Bruno Rodrigues viaja para São Paulo nesta quarta para tratar do distrato com a Cobra Coral Participações e, se possível, já começar entendimentos com novos investidores na capital paulista. As reuniões devem durar três dias e estão previstas até a sexta-feira (24).
O grupo que gere a Cobra Coral Participações atualmente é de Minas Gerais e decidiu vender suas ações, saindo do projeto. O entrave agora é financeiro. O grupo que está saindo vai receber uma indenização de cerca de R$ 8 milhões, valor que foi adiantado ao Santa Cruz para pagar credores da Recuperação Judicial. Só que circula nos bastidores a informação que o grupo desejaria um valor maior. Para fechar com um novo grupo, o Santa Cruz precisa deste documento assinado pelos empresários mineiros para fechar uma nova negociação. A Cobra Coral Participações ainda não se pronunciou.
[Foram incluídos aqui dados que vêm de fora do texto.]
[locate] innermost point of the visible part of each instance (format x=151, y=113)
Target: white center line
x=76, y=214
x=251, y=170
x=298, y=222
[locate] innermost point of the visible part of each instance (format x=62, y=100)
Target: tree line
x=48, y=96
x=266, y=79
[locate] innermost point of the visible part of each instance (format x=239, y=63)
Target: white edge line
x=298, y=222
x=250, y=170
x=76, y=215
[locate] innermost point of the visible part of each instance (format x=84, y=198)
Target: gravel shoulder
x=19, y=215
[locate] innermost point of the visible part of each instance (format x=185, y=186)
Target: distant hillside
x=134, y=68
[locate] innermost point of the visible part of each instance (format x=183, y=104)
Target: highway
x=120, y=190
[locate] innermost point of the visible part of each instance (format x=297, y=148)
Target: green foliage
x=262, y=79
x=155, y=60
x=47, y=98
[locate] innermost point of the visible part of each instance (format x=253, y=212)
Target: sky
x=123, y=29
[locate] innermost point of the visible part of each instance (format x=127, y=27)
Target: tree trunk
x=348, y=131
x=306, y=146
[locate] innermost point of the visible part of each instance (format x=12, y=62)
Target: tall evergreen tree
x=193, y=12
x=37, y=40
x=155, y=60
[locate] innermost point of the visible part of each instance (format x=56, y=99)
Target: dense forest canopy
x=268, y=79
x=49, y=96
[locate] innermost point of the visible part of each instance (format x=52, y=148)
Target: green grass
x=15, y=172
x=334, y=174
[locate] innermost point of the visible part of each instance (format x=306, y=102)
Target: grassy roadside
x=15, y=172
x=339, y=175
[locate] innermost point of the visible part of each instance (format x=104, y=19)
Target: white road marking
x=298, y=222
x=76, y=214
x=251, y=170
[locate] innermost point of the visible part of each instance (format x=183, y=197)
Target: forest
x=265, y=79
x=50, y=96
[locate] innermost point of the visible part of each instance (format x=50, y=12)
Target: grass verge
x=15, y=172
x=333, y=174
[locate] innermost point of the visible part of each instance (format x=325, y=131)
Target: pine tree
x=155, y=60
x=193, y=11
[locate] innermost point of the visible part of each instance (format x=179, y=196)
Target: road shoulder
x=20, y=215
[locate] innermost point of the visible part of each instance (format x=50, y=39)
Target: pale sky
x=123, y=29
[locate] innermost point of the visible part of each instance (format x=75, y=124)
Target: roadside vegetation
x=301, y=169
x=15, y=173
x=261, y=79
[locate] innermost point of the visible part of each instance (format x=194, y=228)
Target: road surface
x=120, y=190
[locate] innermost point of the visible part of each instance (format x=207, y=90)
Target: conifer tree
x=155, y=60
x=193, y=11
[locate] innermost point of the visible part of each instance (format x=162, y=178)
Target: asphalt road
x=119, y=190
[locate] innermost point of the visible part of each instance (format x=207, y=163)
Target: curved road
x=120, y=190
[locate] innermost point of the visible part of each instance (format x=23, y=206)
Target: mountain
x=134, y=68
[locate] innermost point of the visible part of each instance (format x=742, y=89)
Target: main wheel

O presidente Bruno Rodrigues também falou sobre a situação financeira atual do clube que, como revelado anteriormente deve salários atrasados a jogadores e funcionários.
"Qualquer investidor que chegar e for aprovado tem que - de imediato - fazer aportes para sanar o momento financeiro do clube", afirmou o presidente.
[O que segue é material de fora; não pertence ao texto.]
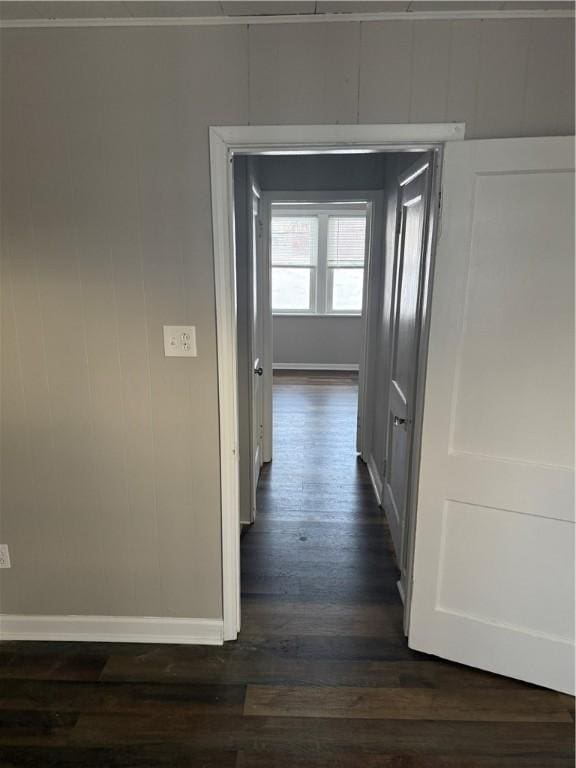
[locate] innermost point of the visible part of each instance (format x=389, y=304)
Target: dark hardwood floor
x=321, y=676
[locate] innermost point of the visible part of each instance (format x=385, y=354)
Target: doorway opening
x=332, y=254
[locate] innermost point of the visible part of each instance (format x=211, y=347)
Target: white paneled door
x=493, y=581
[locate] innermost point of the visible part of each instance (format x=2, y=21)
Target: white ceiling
x=85, y=9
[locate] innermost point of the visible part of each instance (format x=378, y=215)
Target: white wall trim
x=224, y=142
x=320, y=18
x=117, y=629
x=315, y=366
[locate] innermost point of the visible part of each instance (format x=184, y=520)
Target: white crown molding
x=112, y=629
x=320, y=18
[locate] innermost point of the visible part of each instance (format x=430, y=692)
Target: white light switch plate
x=4, y=556
x=180, y=341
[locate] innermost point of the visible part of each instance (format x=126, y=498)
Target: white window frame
x=307, y=203
x=313, y=268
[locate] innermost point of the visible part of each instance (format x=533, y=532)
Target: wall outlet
x=4, y=556
x=180, y=341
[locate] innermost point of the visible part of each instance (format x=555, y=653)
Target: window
x=294, y=262
x=318, y=259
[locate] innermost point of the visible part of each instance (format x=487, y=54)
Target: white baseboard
x=377, y=482
x=315, y=366
x=112, y=629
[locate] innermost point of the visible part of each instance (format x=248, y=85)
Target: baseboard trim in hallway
x=118, y=629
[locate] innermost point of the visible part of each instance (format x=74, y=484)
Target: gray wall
x=324, y=340
x=378, y=373
x=110, y=474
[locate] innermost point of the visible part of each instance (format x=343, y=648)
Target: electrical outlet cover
x=180, y=341
x=4, y=556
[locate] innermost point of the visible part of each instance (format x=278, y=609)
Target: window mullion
x=322, y=266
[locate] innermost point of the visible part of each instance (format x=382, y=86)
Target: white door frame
x=225, y=142
x=374, y=200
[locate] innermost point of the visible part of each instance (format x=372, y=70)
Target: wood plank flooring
x=321, y=676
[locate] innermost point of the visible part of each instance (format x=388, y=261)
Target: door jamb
x=225, y=142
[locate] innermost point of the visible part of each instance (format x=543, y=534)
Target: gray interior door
x=413, y=203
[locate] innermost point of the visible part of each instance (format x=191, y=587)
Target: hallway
x=321, y=675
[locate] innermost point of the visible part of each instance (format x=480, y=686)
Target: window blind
x=346, y=241
x=294, y=241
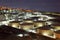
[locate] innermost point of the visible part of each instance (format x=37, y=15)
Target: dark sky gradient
x=43, y=5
PROBLEMAS FINANCEIROS NO ARRUDA
Na última segunda-feira (20), o Bruno Rodrigues se reuniu com o elenco profissional pela segunda vez em menos de um mês. O tom da conversa foi de cobrança, mas também de justificativas perante as dificuldades financeiras.
A ausência do aporte da SAF reflete diretamente nas contas do clube. Atualmente, o Santa Cruz tem os seguintes débitos: o mês de março (CLT), além de dois meses referentes aos direitos de imagem.
Com os atletas que renovaram de 2025 para 2026, a lista de pendências inclui ainda 13º salário, férias e auxílio-moradia. O clube também possui dívidas com os funcionários.
A SAF DO SANTA CRUZ
O projeto aprovado para a transformação do Santa Cruz em SAF prevê um investimento de R$ 1 bilhão em 15 anos, dividido de acordo com a divisão em que o clube está e com planos de gasto com o Arruda.
O plano de negócios apresentado pela Cobra Coral Participações estabelece orçamentos mínimos anuais. Os valores partem de R$ 20 milhões na Série D e podem chegar a R$ 100 milhões na Série A.
Série A: R$ 100 milhões;
Série B: R$ 52 milhões;
Série C: R$ 36 milhões;
Série D: R$ 20 milhões
A SAF também passará a ter exclusividade total de uso e exploração comercial do Arruda, investindo o mínimo de R$ 100 milhões no estádio. O modelo aprovado após o último aditamento prevê que este aporte total seria realizado em até três anos. A proposta anterior previa um investimento mais diluído: R$ 5 milhões no primeiro ano, R$ 5 milhões no segundo, e os R$ 90 milhões restantes distribuídos ao longo de 13 anos.